Parkinson’s Disease- Treatment Update 2019

Introduction

Parkinson’s disease (PD) is a chronic, progressive, neurodegenerative disease whose cardinal features are tremor, bradykinesia and rigidity. Nonmotor features such as dementia, psychosis and autonomic dysfunction (excessive sweating, bladder frequency/urgency, orthostasis) often become the more disabling features as the disease progresses. Treatment significantly decreases morbidity and mortality; however, no treatment to date has been definitively shown to impact the underlying disease process.^[1] Medications providing the most benefit are directed at replenishing dopamine within the brain.

Goals of Therapy

• Improve functioning and quality of life
• Minimize acute and long-term side effects of medications
• Instill a positive outlook, despite the chronic, progressive nature of PD

Investigations

• The clinical diagnosis of PD can be made with confidence if the classic features of a unilateral or asymmetric resting tremor plus bradykinesia and rigidity are present. The patient’s earliest complaints may include fatigue, loss of smell, sleep disorders, general slowness, poor handwriting and a tremulous feeling in one arm, without obvious tremor.
• Early postural instability, autonomic dysfunction, early and prominent dementia, impaired eye movements, rapid progression and poor response to dopaminergic therapy are not features of early PD, and if present suggest a different diagnosis.
• Perform imaging studies in young patients or those with atypical features. Exclude Wilson disease in young patients by performing a serum ceruloplasmin, a slit-lamp examination and a 24-hour urine for copper.
• Exclude drug-induced parkinsonism. The most common drug causes include first- and second-generation antipsychotic agents and central dopamine-blocking antiemetics, e.g., metoclopramide and prochlorperazine.

Therapeutic Choices

Nonpharmacologic Choices

• Provide patient education via books, websites and local and national Parkinson societies (all available through Parkinsons Canada).
• Stress importance of staying active and having a regular exercise routine. To improve motor and nonmotor symptoms, the exercise program should include aerobic, strength, balance and gait training e.g., dance, tai chi, yoga.
• Encourage awareness of the important roles of allied health professionals such as speech, physical and occupational therapists,and home care as the disease becomes more advanced.
• Some patients may benefit from surgery;

Surgery

Recognition that there is a limit to the medical management of Parkinson’s has brought about a resurgence of surgical treatments. Two main surgical procedures have been shown to be effective: lesioning procedures and deep brain stimulation (DBS). Surgical treatment of Parkinson’s mainly targets the thalamus (improves tremor), globus pallidus (improves dyskinesia and bradykinesia) and the subthalamic nucleus (improves bradykinesia, tremor and dyskinesia).Lesioning procedures such as pallidotomy and thalamotomy are performed rarely. DBS is the surgical treatment of choice in patients with advanced disease in whom medications can no longer control motor symptoms, though use of subthalamic DBS in patients with early motor complications has shown promise. It is important for patients to understand that these surgeries are not a cure; functioning will increase only to the level of their best “on” times, and postural instability does not improve. Poor cognition is a contraindication to these procedures.

Pharmacologic Choices

Levodopa

Levodopa is converted to dopamine within presynaptic dopaminergic neurons. Although used alone when first discovered, it is now combined with a DOPA decarboxylase inhibitor (carbidopa or benserazide) to inhibit peripheral transformation to dopamine, thus enhancing distribution to the brain, reducing the amount of levodopa required for optimal therapeutic benefit and minimizing acute side effects such as nausea and vomiting.

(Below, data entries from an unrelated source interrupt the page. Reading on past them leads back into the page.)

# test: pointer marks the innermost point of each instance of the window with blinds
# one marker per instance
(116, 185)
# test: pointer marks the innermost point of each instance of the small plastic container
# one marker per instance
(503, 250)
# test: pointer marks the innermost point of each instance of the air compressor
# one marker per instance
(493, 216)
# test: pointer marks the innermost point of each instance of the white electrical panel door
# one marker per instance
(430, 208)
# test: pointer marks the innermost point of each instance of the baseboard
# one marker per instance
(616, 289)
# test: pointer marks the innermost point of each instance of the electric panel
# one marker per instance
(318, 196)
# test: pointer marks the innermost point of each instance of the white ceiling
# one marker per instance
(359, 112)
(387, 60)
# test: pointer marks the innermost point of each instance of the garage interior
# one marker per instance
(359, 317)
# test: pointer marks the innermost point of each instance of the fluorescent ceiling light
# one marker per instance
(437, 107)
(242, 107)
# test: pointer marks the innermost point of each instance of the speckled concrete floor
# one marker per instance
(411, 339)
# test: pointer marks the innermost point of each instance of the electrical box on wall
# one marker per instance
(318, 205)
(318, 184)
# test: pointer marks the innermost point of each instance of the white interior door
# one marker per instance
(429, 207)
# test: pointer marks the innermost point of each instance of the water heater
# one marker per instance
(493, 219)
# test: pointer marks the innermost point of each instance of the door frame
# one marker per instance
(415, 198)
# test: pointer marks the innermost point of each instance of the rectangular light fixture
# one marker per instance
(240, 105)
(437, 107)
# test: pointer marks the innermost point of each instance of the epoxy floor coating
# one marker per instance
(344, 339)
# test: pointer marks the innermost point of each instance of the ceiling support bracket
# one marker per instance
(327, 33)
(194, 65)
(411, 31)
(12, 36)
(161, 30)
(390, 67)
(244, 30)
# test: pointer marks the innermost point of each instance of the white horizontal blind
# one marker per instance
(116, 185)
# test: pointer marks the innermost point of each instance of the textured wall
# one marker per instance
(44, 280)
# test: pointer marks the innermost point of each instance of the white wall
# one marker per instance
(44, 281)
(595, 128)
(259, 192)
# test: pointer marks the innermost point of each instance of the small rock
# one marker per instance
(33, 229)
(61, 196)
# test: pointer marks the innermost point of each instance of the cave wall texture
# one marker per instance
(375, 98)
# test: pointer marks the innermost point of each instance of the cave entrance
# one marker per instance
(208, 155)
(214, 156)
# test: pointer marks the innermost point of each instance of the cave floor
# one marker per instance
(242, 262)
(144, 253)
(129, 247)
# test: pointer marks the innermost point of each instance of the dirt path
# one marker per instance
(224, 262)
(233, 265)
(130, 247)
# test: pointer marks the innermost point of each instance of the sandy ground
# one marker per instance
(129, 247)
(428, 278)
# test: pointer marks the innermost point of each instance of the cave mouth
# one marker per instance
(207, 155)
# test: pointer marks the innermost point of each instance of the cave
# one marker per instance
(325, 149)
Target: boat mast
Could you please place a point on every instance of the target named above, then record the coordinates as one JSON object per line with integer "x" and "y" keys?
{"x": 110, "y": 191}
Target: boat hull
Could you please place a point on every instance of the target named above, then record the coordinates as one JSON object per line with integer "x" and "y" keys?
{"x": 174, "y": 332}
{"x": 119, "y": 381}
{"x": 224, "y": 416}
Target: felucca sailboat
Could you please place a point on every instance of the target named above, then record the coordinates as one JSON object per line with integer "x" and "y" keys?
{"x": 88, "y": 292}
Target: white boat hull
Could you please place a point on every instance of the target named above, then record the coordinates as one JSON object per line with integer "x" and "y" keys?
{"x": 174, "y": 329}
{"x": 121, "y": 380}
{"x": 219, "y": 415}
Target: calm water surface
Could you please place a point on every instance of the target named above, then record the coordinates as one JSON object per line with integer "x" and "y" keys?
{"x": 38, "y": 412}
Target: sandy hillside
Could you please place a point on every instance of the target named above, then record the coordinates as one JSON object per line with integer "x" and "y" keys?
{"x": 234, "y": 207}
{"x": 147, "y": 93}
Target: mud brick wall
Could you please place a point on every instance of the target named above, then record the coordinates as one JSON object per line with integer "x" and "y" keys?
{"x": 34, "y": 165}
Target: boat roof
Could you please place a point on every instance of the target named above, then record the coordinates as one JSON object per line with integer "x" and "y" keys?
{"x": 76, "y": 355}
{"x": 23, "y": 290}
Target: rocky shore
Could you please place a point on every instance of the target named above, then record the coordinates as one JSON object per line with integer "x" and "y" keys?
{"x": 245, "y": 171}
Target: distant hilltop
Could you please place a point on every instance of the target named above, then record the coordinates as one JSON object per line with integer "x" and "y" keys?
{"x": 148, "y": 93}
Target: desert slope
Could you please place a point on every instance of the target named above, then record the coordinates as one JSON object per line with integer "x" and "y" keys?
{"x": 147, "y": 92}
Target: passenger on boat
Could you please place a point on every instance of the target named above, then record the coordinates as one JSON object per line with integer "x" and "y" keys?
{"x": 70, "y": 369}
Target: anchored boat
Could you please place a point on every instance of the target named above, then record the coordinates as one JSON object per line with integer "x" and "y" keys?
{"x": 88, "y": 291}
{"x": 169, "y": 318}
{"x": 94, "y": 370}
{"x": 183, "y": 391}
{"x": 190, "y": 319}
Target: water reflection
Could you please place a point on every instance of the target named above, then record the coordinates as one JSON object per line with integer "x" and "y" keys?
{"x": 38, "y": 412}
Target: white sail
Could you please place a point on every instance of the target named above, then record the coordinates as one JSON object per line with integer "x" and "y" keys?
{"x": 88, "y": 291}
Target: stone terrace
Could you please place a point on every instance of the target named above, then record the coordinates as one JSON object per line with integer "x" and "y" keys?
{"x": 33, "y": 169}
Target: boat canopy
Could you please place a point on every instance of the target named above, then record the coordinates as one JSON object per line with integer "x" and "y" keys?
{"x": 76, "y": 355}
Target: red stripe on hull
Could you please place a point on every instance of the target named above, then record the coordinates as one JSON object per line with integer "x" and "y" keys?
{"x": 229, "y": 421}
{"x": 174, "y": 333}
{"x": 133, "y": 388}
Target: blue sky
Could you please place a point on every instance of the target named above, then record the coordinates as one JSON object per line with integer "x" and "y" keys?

There is theoretical concern that levodopa could be toxic to already damaged dopaminergic neurons through a mechanism involving excess oxidative stress. There is little evidence for this from in vitro studies, in vivo animal models or human studies.

Over time, many Parkinson’s patients develop symptoms such as dysarthria, gait disorders, postural instability and cognitive dysfunction that are poorly responsive to levodopa therapy. The cause is mainly disease-related degeneration of nondopaminergic neuronal systems, and not that levodopa has become ineffective for the initial symptoms for which it was started.

Though initially effective, in many patients levodopa therapy is eventually complicated by motor fluctuations and dyskinesia; these complications develop in up to 50% of patients after 5 years.In the early stages of Parkinsons, patients enjoy a long-lasting response following a single dose of levodopa. With disease progression and longer-term treatment, patients begin to experience motor fluctuations, such as end-of-dose “wearing off” of effectiveness or periods of fluctuating response known as “on-off” phenomena, and a variety of patterns of dyskinesia such as peak-dose dyskinesia (occurring during the peak effect of the dose), diphasic dyskinesia (occurring at the beginning and/or end of a dosing interval) and off-period dystonia (painful spasms, usually of the feet, occurring upon morning rising or when a dose is wearing off). There is also increasing recognition that nonmotor symptoms such as excessive perspiration, anxiety, cognitive changes and shortness of breath do occur and can fluctuate with the motor features of the disease.

The pathophysiology of motor complications is not completely understood, but the leading theory suggests they are related to pulsatile stimulation of dopamine receptors resulting from intermittent dosing and levodopa’s short plasma half-life.

Factors shown to increase the risk of levodopa-induced dyskinesia include higher doses of levodopa, longer duration of treatment, severity of the underlying nigral degeneration and a younger age at disease onset.Delaying the use of levodopa to preserve its effectiveness and minimize adverse effects, especially in young-onset patients, has been the standard of practice in many movement disorder centres; however, this approach is being questioned as the risks and benefits of delayed versus earlier treatment appear to be less clear, and the use of levodopa in younger patients is increasing. Slow-release preparations of levodopa benefit patients having difficulty with wearing off, although good randomized trials are lacking; there is no evidence that initiating treatment with controlled-release levodopa provides an advantage over immediate-release formulations.Other strategies to minimize pulsatile stimulation of dopamine, such as combining levodopa with a catechol-O-methyl transferase (COMT) inhibitor, have not delayed onset of motor fluctuations, and may actually increase the risk of dyskinesia.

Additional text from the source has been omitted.